L’esplosione ha procurato estesi danni anche all’ospedale. Diverse testimonianze raccontano dell’improvviso crollo del soffitto: «Stavamo lavorando nell’ospedale quando abbiamo sentito una forte esplosione e il soffitto è crollato in sala operatoria», ha raccontato Ghassan Abu Sittah, medico di Medici Senza Frontiere a Gaza.
«All’inizio pensavamo che fosse un’esplosione di quelle che sentiamo sempre, non pensavamo fosse avvenuta nell’ospedale. Poi le persone hanno iniziato ad arrivare nel reparto di chirurgia gridando di salvarle, e dicendoci che c’erano feriti e morti», ha raccontato a Reuters un altro medico dell’ospedale, Fadl Naeem. «L’ospedale era pieno di cadaveri, feriti e pezzi di corpi».

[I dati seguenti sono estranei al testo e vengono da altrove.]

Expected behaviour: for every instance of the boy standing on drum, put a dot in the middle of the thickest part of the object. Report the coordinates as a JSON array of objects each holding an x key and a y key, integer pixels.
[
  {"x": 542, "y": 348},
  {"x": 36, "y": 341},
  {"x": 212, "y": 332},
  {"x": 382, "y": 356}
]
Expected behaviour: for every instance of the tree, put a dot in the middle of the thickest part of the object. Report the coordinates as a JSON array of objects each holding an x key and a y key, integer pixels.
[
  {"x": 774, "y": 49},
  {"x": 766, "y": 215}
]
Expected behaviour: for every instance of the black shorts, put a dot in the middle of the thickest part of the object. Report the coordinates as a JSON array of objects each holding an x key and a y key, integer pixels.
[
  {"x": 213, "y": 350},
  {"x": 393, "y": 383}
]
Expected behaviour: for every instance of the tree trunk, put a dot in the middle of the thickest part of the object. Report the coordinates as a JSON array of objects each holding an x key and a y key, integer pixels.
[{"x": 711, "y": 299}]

Associated Press scrive di avere visto dei video girati all’interno dell’ospedale che mostrano il pavimento coperto di corpi, molti dei quali appartenevano a bambini, mentre le fiamme avvolgevano l’edificio. Sempre secondo Associated Press 350 fra ambulanze e automobili private hanno portato morti e feriti nell’esplosione all’ospedale principale della città di Gaza, quello di al Shifa.
L’ospedale al Shifa era al collasso anche nei giorni precedenti all’esplosione. Secondo una stima del ministero della Salute della Striscia circolata mercoledì, al momento sta ospitando circa 30mila persone in cerca di un rifugio dai bombardamenti.